Marquis mentions not only Carpenter and Morris but Jeff Suppan and Woody Williams from the years he was there.

"Mike was part of that," Marquis said of Matheny. "And he passed on his knowledge to Yadier Molina.

"The cycle keeps going."

Molina is spoken of reverentially by the Cardinals, and it is no wonder. His work behind the plate has a chance to stand with the all-timers by the time he's finished. It may already.

"You have a guy like Yadier playing every day, who's tough as nails," Holliday said. "Nobody shakes him off. He does all of his homework. And on top of that, he's a .300 hitter.

"When you have a catcher like Yadier, you've got a piece to build around."

A foundation piece.

Matheny also mentions the well-decorated alums who guest as coaches each spring, making a trip to Cardinals camp a star-studded affair not only for the current players, but for visiting fans.

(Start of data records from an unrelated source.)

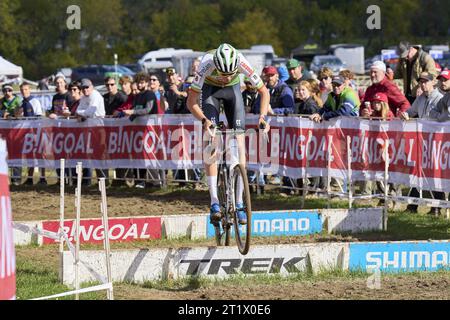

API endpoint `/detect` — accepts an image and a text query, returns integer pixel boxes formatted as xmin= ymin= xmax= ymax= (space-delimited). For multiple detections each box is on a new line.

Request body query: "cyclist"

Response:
xmin=187 ymin=43 xmax=270 ymax=224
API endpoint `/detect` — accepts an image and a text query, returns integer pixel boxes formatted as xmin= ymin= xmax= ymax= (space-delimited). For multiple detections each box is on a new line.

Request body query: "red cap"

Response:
xmin=438 ymin=70 xmax=450 ymax=80
xmin=263 ymin=66 xmax=278 ymax=75
xmin=371 ymin=92 xmax=388 ymax=103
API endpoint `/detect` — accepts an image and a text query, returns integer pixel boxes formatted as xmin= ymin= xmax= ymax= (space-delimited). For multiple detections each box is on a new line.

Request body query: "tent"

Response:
xmin=0 ymin=56 xmax=23 ymax=79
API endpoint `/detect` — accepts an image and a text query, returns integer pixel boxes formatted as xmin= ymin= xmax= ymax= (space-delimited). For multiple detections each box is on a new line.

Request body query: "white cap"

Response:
xmin=370 ymin=61 xmax=386 ymax=72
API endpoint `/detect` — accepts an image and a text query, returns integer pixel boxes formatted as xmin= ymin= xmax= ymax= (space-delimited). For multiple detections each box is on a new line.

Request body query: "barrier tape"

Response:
xmin=30 ymin=282 xmax=112 ymax=300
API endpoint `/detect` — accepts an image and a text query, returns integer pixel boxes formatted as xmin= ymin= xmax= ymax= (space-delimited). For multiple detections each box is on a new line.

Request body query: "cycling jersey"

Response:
xmin=191 ymin=50 xmax=264 ymax=92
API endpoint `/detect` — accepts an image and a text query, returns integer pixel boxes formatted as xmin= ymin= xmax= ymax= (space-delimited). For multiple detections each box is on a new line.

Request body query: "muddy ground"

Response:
xmin=16 ymin=246 xmax=450 ymax=300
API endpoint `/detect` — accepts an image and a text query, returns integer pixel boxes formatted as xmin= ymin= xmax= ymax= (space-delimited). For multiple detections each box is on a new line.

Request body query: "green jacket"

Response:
xmin=394 ymin=48 xmax=437 ymax=97
xmin=0 ymin=95 xmax=22 ymax=114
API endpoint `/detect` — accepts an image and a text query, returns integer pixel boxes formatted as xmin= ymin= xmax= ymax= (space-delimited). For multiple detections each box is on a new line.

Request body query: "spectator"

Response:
xmin=186 ymin=58 xmax=202 ymax=77
xmin=242 ymin=77 xmax=266 ymax=193
xmin=400 ymin=72 xmax=445 ymax=215
xmin=310 ymin=76 xmax=360 ymax=122
xmin=0 ymin=84 xmax=22 ymax=186
xmin=436 ymin=70 xmax=450 ymax=121
xmin=75 ymin=79 xmax=108 ymax=185
xmin=123 ymin=73 xmax=161 ymax=189
xmin=364 ymin=61 xmax=411 ymax=117
xmin=277 ymin=65 xmax=288 ymax=82
xmin=295 ymin=81 xmax=322 ymax=115
xmin=359 ymin=92 xmax=397 ymax=202
xmin=103 ymin=77 xmax=127 ymax=116
xmin=257 ymin=66 xmax=294 ymax=115
xmin=317 ymin=67 xmax=333 ymax=102
xmin=339 ymin=69 xmax=358 ymax=92
xmin=111 ymin=76 xmax=134 ymax=187
xmin=386 ymin=66 xmax=394 ymax=82
xmin=149 ymin=74 xmax=169 ymax=114
xmin=38 ymin=78 xmax=49 ymax=91
xmin=361 ymin=92 xmax=394 ymax=120
xmin=295 ymin=79 xmax=325 ymax=194
xmin=16 ymin=82 xmax=47 ymax=185
xmin=400 ymin=72 xmax=443 ymax=120
xmin=63 ymin=81 xmax=92 ymax=186
xmin=0 ymin=84 xmax=22 ymax=119
xmin=242 ymin=77 xmax=259 ymax=114
xmin=76 ymin=79 xmax=105 ymax=121
xmin=394 ymin=41 xmax=437 ymax=103
xmin=64 ymin=81 xmax=82 ymax=117
xmin=113 ymin=76 xmax=134 ymax=118
xmin=164 ymin=68 xmax=187 ymax=113
xmin=48 ymin=75 xmax=72 ymax=119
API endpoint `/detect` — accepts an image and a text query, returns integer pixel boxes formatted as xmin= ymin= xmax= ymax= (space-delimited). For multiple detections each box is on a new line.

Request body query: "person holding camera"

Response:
xmin=164 ymin=68 xmax=190 ymax=114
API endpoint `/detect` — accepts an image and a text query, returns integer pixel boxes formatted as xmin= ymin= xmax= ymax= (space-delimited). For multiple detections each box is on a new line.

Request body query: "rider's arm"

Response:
xmin=187 ymin=90 xmax=205 ymax=121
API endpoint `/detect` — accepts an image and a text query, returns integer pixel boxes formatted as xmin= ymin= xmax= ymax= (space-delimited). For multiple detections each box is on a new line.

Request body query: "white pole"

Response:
xmin=75 ymin=162 xmax=83 ymax=300
xmin=300 ymin=131 xmax=312 ymax=209
xmin=383 ymin=139 xmax=389 ymax=231
xmin=99 ymin=178 xmax=114 ymax=300
xmin=327 ymin=136 xmax=331 ymax=209
xmin=347 ymin=136 xmax=353 ymax=209
xmin=59 ymin=159 xmax=65 ymax=281
xmin=445 ymin=192 xmax=450 ymax=220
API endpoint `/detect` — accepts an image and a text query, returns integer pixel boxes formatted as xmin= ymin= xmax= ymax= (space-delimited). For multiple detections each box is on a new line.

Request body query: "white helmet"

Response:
xmin=214 ymin=43 xmax=239 ymax=73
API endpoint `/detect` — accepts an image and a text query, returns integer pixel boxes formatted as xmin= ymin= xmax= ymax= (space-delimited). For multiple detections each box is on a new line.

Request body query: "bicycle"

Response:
xmin=210 ymin=122 xmax=252 ymax=255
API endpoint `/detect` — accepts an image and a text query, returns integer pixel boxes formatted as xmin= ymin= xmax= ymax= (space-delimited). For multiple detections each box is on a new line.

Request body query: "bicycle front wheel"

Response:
xmin=231 ymin=164 xmax=252 ymax=255
xmin=214 ymin=167 xmax=230 ymax=246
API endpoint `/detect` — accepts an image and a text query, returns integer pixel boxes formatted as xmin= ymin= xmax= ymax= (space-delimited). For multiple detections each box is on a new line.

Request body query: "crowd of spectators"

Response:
xmin=0 ymin=42 xmax=450 ymax=212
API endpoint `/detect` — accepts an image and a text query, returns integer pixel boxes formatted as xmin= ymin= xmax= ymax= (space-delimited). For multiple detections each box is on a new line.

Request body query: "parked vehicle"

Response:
xmin=137 ymin=48 xmax=193 ymax=72
xmin=330 ymin=43 xmax=365 ymax=74
xmin=72 ymin=64 xmax=135 ymax=86
xmin=310 ymin=55 xmax=345 ymax=74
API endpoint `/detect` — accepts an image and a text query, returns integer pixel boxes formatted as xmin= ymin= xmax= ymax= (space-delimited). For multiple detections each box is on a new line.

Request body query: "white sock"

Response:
xmin=236 ymin=176 xmax=244 ymax=204
xmin=207 ymin=176 xmax=219 ymax=205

"Willie McGee and Ozzie Smith and Whitey Herzog and Red [Schoendienst] and Lou [Brock] and Gibby [Bob Gibson], and Bruce Sutter this year," Matheny says. "All of them wanting to come back and help the guys and talk to them.

"They hear something from somebody and they realize, hey, this is something I can pass along."

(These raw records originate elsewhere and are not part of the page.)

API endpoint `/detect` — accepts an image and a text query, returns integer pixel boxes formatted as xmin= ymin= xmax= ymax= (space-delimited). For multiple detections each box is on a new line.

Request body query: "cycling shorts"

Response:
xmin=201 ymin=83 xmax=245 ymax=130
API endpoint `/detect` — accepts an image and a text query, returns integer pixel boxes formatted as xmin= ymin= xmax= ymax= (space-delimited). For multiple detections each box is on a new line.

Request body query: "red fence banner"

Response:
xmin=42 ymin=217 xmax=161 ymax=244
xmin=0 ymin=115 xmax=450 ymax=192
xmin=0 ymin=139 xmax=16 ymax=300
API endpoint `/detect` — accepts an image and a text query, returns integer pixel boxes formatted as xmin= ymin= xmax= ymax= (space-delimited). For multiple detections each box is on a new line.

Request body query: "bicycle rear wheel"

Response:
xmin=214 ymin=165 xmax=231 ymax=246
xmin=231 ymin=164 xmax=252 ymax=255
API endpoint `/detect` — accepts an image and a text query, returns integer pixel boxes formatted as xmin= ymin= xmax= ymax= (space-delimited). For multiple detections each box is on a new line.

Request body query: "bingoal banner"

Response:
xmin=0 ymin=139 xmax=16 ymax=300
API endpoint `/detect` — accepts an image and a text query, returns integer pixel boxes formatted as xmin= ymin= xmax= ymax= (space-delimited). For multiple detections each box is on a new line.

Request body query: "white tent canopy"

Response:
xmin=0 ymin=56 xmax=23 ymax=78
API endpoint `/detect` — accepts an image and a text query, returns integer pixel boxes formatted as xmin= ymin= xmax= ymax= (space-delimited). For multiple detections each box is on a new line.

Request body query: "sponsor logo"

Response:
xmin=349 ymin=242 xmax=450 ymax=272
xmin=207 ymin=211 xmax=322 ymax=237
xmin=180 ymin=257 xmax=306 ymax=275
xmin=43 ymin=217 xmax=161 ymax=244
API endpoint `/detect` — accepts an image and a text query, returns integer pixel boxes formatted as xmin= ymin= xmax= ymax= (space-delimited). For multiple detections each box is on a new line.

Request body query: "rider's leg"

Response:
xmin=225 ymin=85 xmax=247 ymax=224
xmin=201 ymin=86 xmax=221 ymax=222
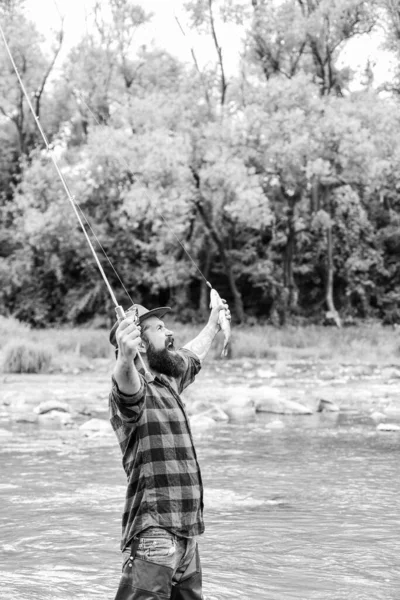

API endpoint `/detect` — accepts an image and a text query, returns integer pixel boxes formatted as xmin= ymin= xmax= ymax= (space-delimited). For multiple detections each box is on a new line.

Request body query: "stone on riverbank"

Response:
xmin=33 ymin=399 xmax=71 ymax=415
xmin=38 ymin=410 xmax=73 ymax=428
xmin=384 ymin=405 xmax=400 ymax=420
xmin=14 ymin=412 xmax=39 ymax=424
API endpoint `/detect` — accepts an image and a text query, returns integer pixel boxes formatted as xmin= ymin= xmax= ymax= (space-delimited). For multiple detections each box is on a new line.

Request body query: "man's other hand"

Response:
xmin=115 ymin=317 xmax=142 ymax=361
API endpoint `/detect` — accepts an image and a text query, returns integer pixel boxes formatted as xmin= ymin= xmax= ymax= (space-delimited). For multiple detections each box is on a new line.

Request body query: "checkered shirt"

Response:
xmin=109 ymin=349 xmax=204 ymax=550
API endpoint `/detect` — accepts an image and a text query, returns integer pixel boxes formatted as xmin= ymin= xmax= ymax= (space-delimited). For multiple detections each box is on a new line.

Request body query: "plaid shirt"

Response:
xmin=109 ymin=349 xmax=204 ymax=550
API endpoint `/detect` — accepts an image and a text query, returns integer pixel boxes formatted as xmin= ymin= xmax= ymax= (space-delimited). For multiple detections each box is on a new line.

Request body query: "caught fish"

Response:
xmin=210 ymin=289 xmax=231 ymax=356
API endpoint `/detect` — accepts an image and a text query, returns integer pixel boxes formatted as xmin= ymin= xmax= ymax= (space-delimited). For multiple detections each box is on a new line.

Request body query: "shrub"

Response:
xmin=3 ymin=341 xmax=52 ymax=373
xmin=0 ymin=315 xmax=31 ymax=348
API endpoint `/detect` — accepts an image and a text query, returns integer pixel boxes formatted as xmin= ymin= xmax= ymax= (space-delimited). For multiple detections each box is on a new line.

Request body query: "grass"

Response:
xmin=0 ymin=317 xmax=400 ymax=372
xmin=2 ymin=340 xmax=52 ymax=373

These alumni, this culture of giving back ... it is more special, probably, than you realize. You do not see this in very many places.

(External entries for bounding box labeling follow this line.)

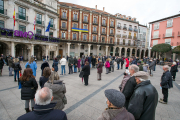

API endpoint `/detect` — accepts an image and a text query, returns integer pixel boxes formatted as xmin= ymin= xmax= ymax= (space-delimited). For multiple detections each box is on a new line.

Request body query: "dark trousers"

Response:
xmin=162 ymin=88 xmax=168 ymax=102
xmin=83 ymin=75 xmax=89 ymax=85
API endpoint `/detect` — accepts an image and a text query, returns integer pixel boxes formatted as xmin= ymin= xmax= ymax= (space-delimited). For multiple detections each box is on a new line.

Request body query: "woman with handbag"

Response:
xmin=20 ymin=68 xmax=38 ymax=113
xmin=44 ymin=71 xmax=67 ymax=110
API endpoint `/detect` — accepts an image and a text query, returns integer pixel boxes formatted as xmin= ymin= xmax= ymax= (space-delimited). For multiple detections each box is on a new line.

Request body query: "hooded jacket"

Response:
xmin=128 ymin=80 xmax=158 ymax=120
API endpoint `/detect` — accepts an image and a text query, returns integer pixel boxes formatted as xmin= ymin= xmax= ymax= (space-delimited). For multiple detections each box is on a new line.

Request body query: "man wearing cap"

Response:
xmin=128 ymin=71 xmax=158 ymax=120
xmin=98 ymin=89 xmax=135 ymax=120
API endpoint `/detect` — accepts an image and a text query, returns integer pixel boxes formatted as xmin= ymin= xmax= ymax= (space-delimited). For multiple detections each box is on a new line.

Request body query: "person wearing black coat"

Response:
xmin=170 ymin=62 xmax=178 ymax=81
xmin=82 ymin=61 xmax=90 ymax=86
xmin=128 ymin=71 xmax=158 ymax=120
xmin=159 ymin=65 xmax=173 ymax=104
xmin=41 ymin=61 xmax=49 ymax=76
xmin=20 ymin=68 xmax=38 ymax=113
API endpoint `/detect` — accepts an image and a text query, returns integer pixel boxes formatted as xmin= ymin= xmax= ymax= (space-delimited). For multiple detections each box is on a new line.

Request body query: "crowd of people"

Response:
xmin=0 ymin=55 xmax=179 ymax=120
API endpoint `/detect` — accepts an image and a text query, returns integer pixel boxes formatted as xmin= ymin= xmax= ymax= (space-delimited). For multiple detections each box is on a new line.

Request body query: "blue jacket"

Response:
xmin=17 ymin=103 xmax=67 ymax=120
xmin=25 ymin=61 xmax=37 ymax=76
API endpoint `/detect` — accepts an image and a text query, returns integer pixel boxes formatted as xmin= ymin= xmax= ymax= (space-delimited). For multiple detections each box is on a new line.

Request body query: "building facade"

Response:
xmin=0 ymin=0 xmax=60 ymax=60
xmin=149 ymin=14 xmax=180 ymax=60
xmin=58 ymin=2 xmax=115 ymax=57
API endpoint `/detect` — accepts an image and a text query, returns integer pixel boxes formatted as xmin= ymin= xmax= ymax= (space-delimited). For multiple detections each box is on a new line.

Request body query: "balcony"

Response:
xmin=134 ymin=28 xmax=138 ymax=32
xmin=163 ymin=32 xmax=174 ymax=38
xmin=123 ymin=26 xmax=127 ymax=30
xmin=93 ymin=22 xmax=98 ymax=25
xmin=61 ymin=16 xmax=68 ymax=20
xmin=72 ymin=18 xmax=79 ymax=22
xmin=101 ymin=23 xmax=107 ymax=27
xmin=128 ymin=35 xmax=132 ymax=39
xmin=117 ymin=26 xmax=121 ymax=29
xmin=83 ymin=20 xmax=89 ymax=24
xmin=129 ymin=27 xmax=132 ymax=31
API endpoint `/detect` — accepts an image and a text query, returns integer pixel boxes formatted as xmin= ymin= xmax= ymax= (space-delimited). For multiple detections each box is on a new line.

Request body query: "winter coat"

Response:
xmin=60 ymin=58 xmax=66 ymax=65
xmin=82 ymin=65 xmax=90 ymax=75
xmin=128 ymin=80 xmax=158 ymax=120
xmin=44 ymin=80 xmax=66 ymax=110
xmin=125 ymin=58 xmax=129 ymax=67
xmin=68 ymin=57 xmax=74 ymax=66
xmin=119 ymin=75 xmax=131 ymax=92
xmin=20 ymin=78 xmax=38 ymax=100
xmin=97 ymin=62 xmax=103 ymax=73
xmin=39 ymin=76 xmax=49 ymax=88
xmin=170 ymin=65 xmax=178 ymax=76
xmin=25 ymin=61 xmax=37 ymax=76
xmin=52 ymin=60 xmax=58 ymax=72
xmin=98 ymin=107 xmax=135 ymax=120
xmin=0 ymin=59 xmax=4 ymax=69
xmin=14 ymin=62 xmax=21 ymax=70
xmin=77 ymin=59 xmax=81 ymax=68
xmin=122 ymin=76 xmax=137 ymax=108
xmin=160 ymin=70 xmax=173 ymax=89
xmin=17 ymin=103 xmax=67 ymax=120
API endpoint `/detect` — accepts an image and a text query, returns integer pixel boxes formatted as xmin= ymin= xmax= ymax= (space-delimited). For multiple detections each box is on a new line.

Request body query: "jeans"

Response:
xmin=61 ymin=65 xmax=66 ymax=75
xmin=14 ymin=70 xmax=19 ymax=79
xmin=73 ymin=65 xmax=77 ymax=72
xmin=117 ymin=64 xmax=119 ymax=70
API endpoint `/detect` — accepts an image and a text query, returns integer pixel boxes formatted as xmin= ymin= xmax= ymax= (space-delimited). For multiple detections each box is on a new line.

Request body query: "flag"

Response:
xmin=13 ymin=7 xmax=16 ymax=26
xmin=46 ymin=21 xmax=51 ymax=32
xmin=34 ymin=16 xmax=36 ymax=30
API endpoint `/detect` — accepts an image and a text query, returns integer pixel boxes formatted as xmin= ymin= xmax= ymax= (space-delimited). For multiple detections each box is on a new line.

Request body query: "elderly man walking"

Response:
xmin=17 ymin=87 xmax=67 ymax=120
xmin=122 ymin=64 xmax=139 ymax=108
xmin=159 ymin=65 xmax=173 ymax=104
xmin=128 ymin=71 xmax=158 ymax=120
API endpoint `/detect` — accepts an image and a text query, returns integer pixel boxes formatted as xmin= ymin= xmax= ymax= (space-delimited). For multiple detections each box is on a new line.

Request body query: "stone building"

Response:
xmin=0 ymin=0 xmax=60 ymax=60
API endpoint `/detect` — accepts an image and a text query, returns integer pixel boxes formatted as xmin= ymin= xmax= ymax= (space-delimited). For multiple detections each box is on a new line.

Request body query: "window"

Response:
xmin=70 ymin=44 xmax=75 ymax=49
xmin=83 ymin=34 xmax=87 ymax=40
xmin=91 ymin=45 xmax=93 ymax=50
xmin=166 ymin=29 xmax=172 ymax=37
xmin=154 ymin=23 xmax=159 ymax=30
xmin=93 ymin=36 xmax=96 ymax=41
xmin=153 ymin=31 xmax=159 ymax=38
xmin=49 ymin=32 xmax=53 ymax=37
xmin=62 ymin=12 xmax=66 ymax=18
xmin=49 ymin=18 xmax=54 ymax=27
xmin=62 ymin=22 xmax=66 ymax=28
xmin=36 ymin=13 xmax=42 ymax=24
xmin=19 ymin=25 xmax=26 ymax=32
xmin=36 ymin=29 xmax=41 ymax=35
xmin=73 ymin=33 xmax=76 ymax=40
xmin=102 ymin=28 xmax=105 ymax=33
xmin=81 ymin=45 xmax=84 ymax=49
xmin=62 ymin=32 xmax=66 ymax=39
xmin=167 ymin=19 xmax=173 ymax=27
xmin=73 ymin=23 xmax=77 ymax=28
xmin=94 ymin=17 xmax=97 ymax=23
xmin=84 ymin=15 xmax=87 ymax=22
xmin=84 ymin=25 xmax=87 ymax=29
xmin=165 ymin=39 xmax=171 ymax=45
xmin=0 ymin=0 xmax=4 ymax=14
xmin=0 ymin=20 xmax=4 ymax=28
xmin=103 ymin=19 xmax=106 ymax=25
xmin=93 ymin=27 xmax=96 ymax=32
xmin=73 ymin=14 xmax=77 ymax=20
xmin=18 ymin=7 xmax=26 ymax=20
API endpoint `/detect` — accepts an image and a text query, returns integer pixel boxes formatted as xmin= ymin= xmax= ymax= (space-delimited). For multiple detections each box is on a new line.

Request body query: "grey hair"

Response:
xmin=35 ymin=87 xmax=52 ymax=105
xmin=129 ymin=64 xmax=139 ymax=73
xmin=163 ymin=65 xmax=169 ymax=70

"I think that's fair to say," Matheny said. "We're real conscious of it. We talk a lot about it in the spring. The first day in you see Jon Jay and Carlos Beltran grabbing an Oscar Taveras, who you've heard so much about and who could potentially take a job in the outfield some day. But they are tireless about working with these guys.

"Because we celebrate it, one, and two, we make sure they remember. To some extent, somebody did that for you.

"And what that does is create an environment that it's not about me. You try to teach team, and then you go out there trying to salvage your own position all the time, you're really going against the whole concept of it being about us.

"You talk about we instead of me, and you do that by going out and helping other people."

Pretty darned good plan for how to build a winning organization that is sustainable for years.

Heck, pretty darned good plan for building a winning anything in life, isn't it?